You'll be surprised at the deals you may find. Sometimes you could find new books for less than the used ones. From my experience, the used textbooks I purchase through Amazon all pretty much have been perfect mint condition. However, it does get tricky if the university decides to make “custom” versions of the textbook for your course. Another online alternative is to check out the 'textbook' section under classified on theCannon.ca. You may even find used textbooks for $10 to $20 cheaper than even the used versions purchased from the bookstore. And if you get one without a used sticker on it, you might even be able to sell it back to the book store for the same price or higher. You can also do that with the books you buy through Amazon. Yes, you could actually make a few dollars. Projected savings: $10 - $100 per textbook ($100 - $1000 per year).
Borrow from the library
Most of the time your professors will put textbooks on reserve for students at the library. These textbooks will be available for you to be signed out for a maximum of 2 hours. The benefit? It's absolutely free. This is a great incentive for you to focus and do your homework in the library. If a textbook isn't on reserve, ask your professor to see if he or she could request to put a couple of copies on reserve for you. If you're somebody that needs the text for more than a couple of hours, then keep reading and check out the next option. Projected savings: 100 per cent.
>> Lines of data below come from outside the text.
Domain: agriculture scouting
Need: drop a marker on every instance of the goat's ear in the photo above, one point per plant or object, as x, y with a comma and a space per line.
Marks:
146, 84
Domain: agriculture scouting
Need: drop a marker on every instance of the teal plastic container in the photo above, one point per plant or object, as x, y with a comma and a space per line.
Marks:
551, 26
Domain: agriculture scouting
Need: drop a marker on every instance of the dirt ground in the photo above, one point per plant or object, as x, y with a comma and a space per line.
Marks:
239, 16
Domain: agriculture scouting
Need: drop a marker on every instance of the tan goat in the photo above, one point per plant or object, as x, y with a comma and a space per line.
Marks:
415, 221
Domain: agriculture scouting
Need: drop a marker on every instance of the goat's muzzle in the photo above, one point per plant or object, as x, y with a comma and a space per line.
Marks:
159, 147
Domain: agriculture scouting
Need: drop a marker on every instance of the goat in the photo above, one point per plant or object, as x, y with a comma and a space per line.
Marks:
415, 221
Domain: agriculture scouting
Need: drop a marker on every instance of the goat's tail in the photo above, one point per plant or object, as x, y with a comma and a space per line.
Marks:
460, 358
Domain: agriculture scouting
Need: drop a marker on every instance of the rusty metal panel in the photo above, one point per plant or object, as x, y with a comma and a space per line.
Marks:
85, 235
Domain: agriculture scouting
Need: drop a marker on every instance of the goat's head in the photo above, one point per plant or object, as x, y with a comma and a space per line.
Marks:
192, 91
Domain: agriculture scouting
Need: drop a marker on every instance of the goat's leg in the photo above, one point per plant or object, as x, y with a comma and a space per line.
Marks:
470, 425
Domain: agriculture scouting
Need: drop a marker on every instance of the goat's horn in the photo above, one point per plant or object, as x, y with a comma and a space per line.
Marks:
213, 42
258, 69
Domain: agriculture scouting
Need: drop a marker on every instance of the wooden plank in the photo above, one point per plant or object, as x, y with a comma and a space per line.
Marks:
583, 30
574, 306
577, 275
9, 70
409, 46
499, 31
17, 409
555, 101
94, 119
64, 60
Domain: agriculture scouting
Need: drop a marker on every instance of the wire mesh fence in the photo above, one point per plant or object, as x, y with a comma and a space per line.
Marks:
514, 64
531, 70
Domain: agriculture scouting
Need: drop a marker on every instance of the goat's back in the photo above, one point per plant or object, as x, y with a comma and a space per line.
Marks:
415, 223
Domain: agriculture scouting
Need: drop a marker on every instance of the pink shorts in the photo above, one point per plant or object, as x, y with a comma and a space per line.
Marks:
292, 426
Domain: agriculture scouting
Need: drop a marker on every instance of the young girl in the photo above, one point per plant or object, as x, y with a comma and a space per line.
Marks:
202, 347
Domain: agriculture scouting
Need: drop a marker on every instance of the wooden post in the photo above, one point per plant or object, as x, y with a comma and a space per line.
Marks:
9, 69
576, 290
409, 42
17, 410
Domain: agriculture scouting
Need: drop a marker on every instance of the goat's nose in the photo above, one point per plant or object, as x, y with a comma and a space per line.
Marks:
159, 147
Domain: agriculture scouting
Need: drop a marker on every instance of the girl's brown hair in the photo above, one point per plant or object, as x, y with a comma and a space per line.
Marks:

Borrow from another library through RACER or TUG
So you've read this far, you're interested. This is sort of my secret weapon. I had not shared this with many others because the more people that do this, the less it's guaranteed that I'll get a textbook myself. But what the heck, sharing is caring. So head on to the library website, search for your textbook and see if your textbook is available at another university. There are two sections to this, explained below:
Borrowing through TUG: This means you are borrowing from either Guelph, Waterloo or Laurier. If you are lucky and get your hands on a textbook from anyone of these locations, you've hit the ultimate jackpot. The textbook can be picked up from the McLaughlin library a few days after you've requested it. You can also renew these textbooks infinitely, until you're done with the course so you'll be able to have it for the entire duration of your course. Provide that others aren't recalling it because they're trying to save money on textbooks as well. Projected savings: 100 per cent.
Borrowing through RACER: Using this method allows you to borrow from universities across Canada. This is possible because sometimes the textbooks for a class in one university may just be a regular book lost on the shelves of another university. However, you have the opportunity to put it to good use for a few weeks. To do this, head to the library website and click on 'interlibrary loans' under the ‘explore our services’ category on the front page. Follow the instructions and select RACER. I would suggest doing this as early as possible so that you allow time for the books to arrive (takes about one to two weeks). You probably shouldn't be hogging the books since you're not really going to read it everyday, but yes, you can take out the same book from multiple Canadian universities to ensure that you have the textbook for the entire semester in case some other stingy student recalls it from you. Projected savings: 100 per cent.